Gümrük Birliği gibi olmasın
'Devlet Desteklerinin İzlenmesi ve Denetlenmesi Hakkında Kanun Tasarısı' mevcut haliyle yasalaştırıldığı takdirde, bir süre sonra hükümetler kadar özel sektörün ayaklarına da dolaşabilir mi?
İlk paragraftaki soruya, tasarı Avrupa Birliği ile Plan ve Bütçe Komisyonlarında görüşülürken özellikle muhalefet milletvekillerinin yaptıkları uyarı, değerlendirme ve raporlara koydukları 'muhalefet şerhleri' ilham verdi.
Komisyonlardaki iktidar çoğunluğu kendi hükümetlerinin getirdiği yasa tasarılarını genellikle eleştirmez; aksine eleştirileri göğüsleyerek, destekler ve onaylar.

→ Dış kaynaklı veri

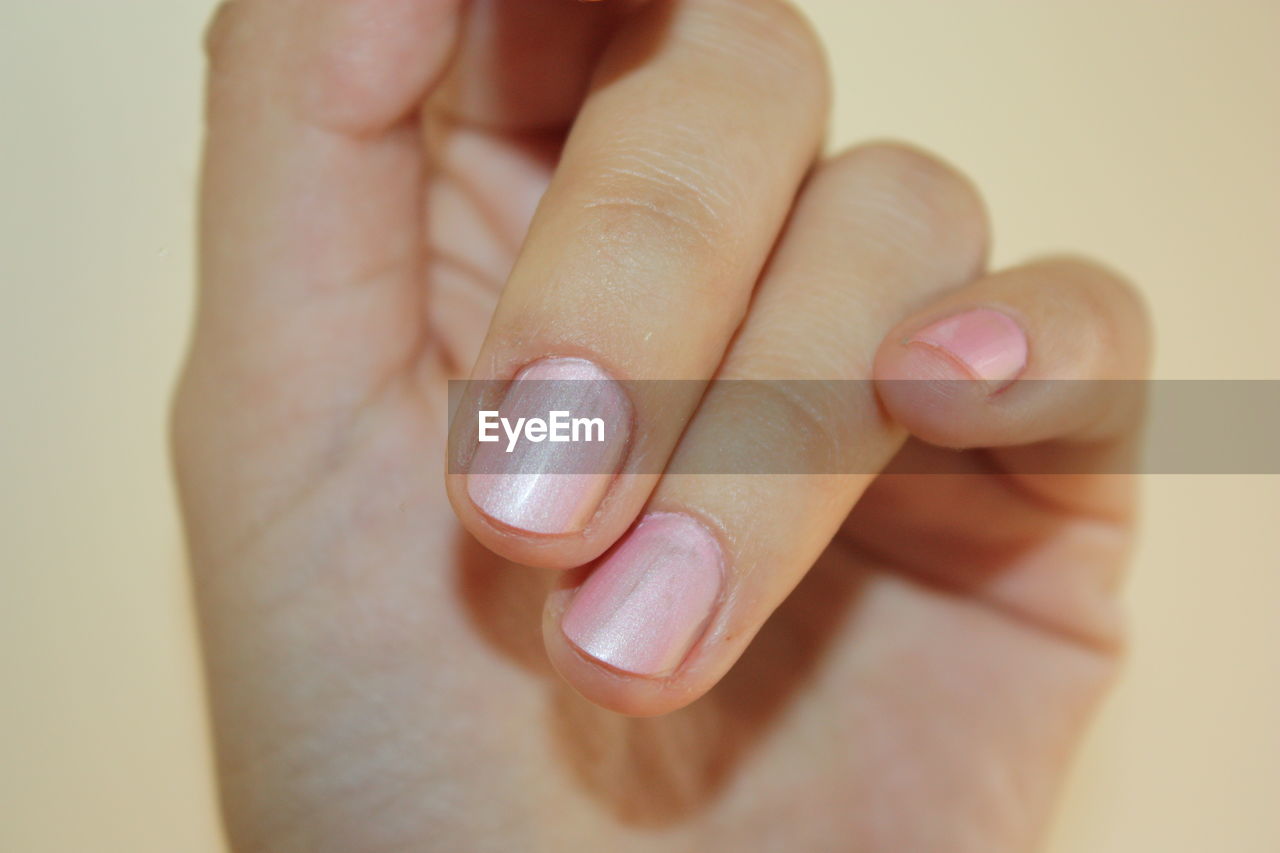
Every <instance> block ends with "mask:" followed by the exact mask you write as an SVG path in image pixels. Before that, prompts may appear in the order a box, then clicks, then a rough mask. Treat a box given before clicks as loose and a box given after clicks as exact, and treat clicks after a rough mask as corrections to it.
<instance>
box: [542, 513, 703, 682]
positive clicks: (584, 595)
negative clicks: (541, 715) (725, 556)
mask: <svg viewBox="0 0 1280 853" xmlns="http://www.w3.org/2000/svg"><path fill="white" fill-rule="evenodd" d="M722 585H723V558H722V555H721V547H719V543H718V540H717V539H716V537H714V535H713V534H712V533H710V530H708V529H707V528H705V526H703V525H701V524H700V523H699V521H698V520H695V519H692V517H691V516H687V515H682V514H677V512H655V514H652V515H648V516H645V517H644V519H643V520H641V521H640V523H639V524H637V525H636V526H635V528H632V529H631V532H630V533H628V534H627V535H626V537H625V538H623V539H622V540H621V542H620V543H618V544H617V546H616V547H614V549H613V551H612V552H611V553H609V555H608V556H607V557H605V558H604V560H603V561H602V562H600V565H598V566H596V567H595V570H594V571H593V573H591V575H590V578H588V579H586V581H585V583H584V584H582V587H581V588H580V589H579V590H577V594H576V596H575V597H573V601H572V602H571V603H570V606H568V610H567V611H566V613H564V617H563V620H562V622H561V629H562V630H563V631H564V637H566V638H567V639H568V640H570V642H571V643H572V644H573V646H576V647H577V648H579V649H580V651H581V652H582V653H585V654H588V656H590V657H593V658H595V660H598V661H600V662H603V663H607V665H608V666H611V667H613V669H616V670H621V671H623V672H632V674H636V675H648V676H654V675H663V674H667V672H671V671H673V670H675V669H676V667H678V666H680V665H681V662H682V661H684V660H685V657H686V656H687V654H689V651H690V649H691V648H692V646H694V643H696V642H698V639H699V638H700V637H701V634H703V631H704V630H705V628H707V624H708V621H709V619H710V615H712V611H713V610H714V607H716V605H717V602H718V601H719V597H721V589H722Z"/></svg>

Oysa, eleştiri ve uyarılar arasında öyleleri olur ki, bunlar dikkate alınmadığı için Türkiye'ye yarar sağlayacağı sanılan bazı yasalar, zaman içinde zarar veya sıkıntı üretebilir.
Neden böyle bir yasa?
Tasarının gerekçesine göre bu sorunun cevabı şöyle:
"1/95 sayılı Ortaklık Konseyi Kararının, rekabet kuralları ile ilgili mevzuatın yakınlaştırılmasına ilişkin maddelerinde Türkiye'nin tekstil ve giyim sektörüne verilen tüm yardımları bu Kararın yürürlüğe girmesinden önce, tekstil ve giyim sektörüne verilenler dışındaki tüm yardımları ise yürürlüğe girmesinden itibaren iki yıl içinde Avrupa Topluluğu (AT) Kurucu Antlaşmasının 87'inci ve 88'inci maddelerine göre belirlenen Topluluğun ilgili çerçeve ilke ve prensiplerine uygun hale getirmesi hükmü" gereğince.
1995 yılında işbaşındaki DYP-SHP koalisyonunun Türkiye'yi 'arkasından tam üyelik geliyor' vaadiyle apar topar AB Gümrük Birliği'ne sokarken yüklendiği bu taahhüt, arada görev yapan hükümetlerce bu yıla kadar savuşturuldu.
Dikkat edilirse, şimdiye kadar AKP dahil hiçbir siyasi iktidar, ekonominin geneli veya sektörlerle ilgili teşvik politika, karar ve uygulamalarında GB bağlamındaki bu taahhütlere uymadı. Bu, doğru, gerekli ve Türkiye ekonomisinin çıkarlarına uygun bir tavırdı.
2003 yılından beri belirlediği teşvik politikaları ve kararlarında tercih ve hareket alanını ciddi şekilde sınırlandırabilecek bu taahhüde haklı olarak uymayan AKP hükümetini bugün bu tasarıyı çıkarmaya zorlayan etken AB'nin 'rekabet faslı' dayatması.
Uyarılar ve olasılıklar
Tasarı amacı ve içeriği bakımından AB'ne uyum fantezisine kurban edilebilecek 'hafiflik' ve önemsizlikte değil. Aksine, üyeliğin,
uzun vadede dahi söz konusu olabileceği son derece belirsizken, ekonomik teşvik iradesini GBK üzerinden AB'nin denetimine terk etmenin yolu açılıyor. Aynı yanlış: Üye olmadan, karar mekanizmalarına katılmadan, üye yükümlüğünü ve kuralları üstlenmek!
Bu kadarla da kalmıyor. Teşvik karar ve uygulamalarını, sırf AB'nin 'rekabet kurallarını' kabullenmek uğruna sınırlayacak bu düzenlemenin ekonomi kamuoyunda gereken önemde ilgi çekmediği görülüyor. Üye olunmamış AB'ne uyum hevesi, ekonomide üretimi, istihdamı, gelişmeyi teşvik özgürlüğünün önüne geçiyor.
Bu kaygılar farklı dozlarda da olsa CHP ile MHP milletvekillerinin tasarıya koydukları 'muhalefet şerhi" veya 'ayrışık oy'larda da dile getiriliyor. Muhalefet, artık 'devlet desteği' adını alacak olan teşviklerin AB kurallarıyla sınırlandırılacağını; ekonomi, dış ticaret ve teşvik politikalarının uygulanmasında Türkiye'nin esneklik imkânını ortadan kaldıracağını savunuyor. Haklı da oluyor!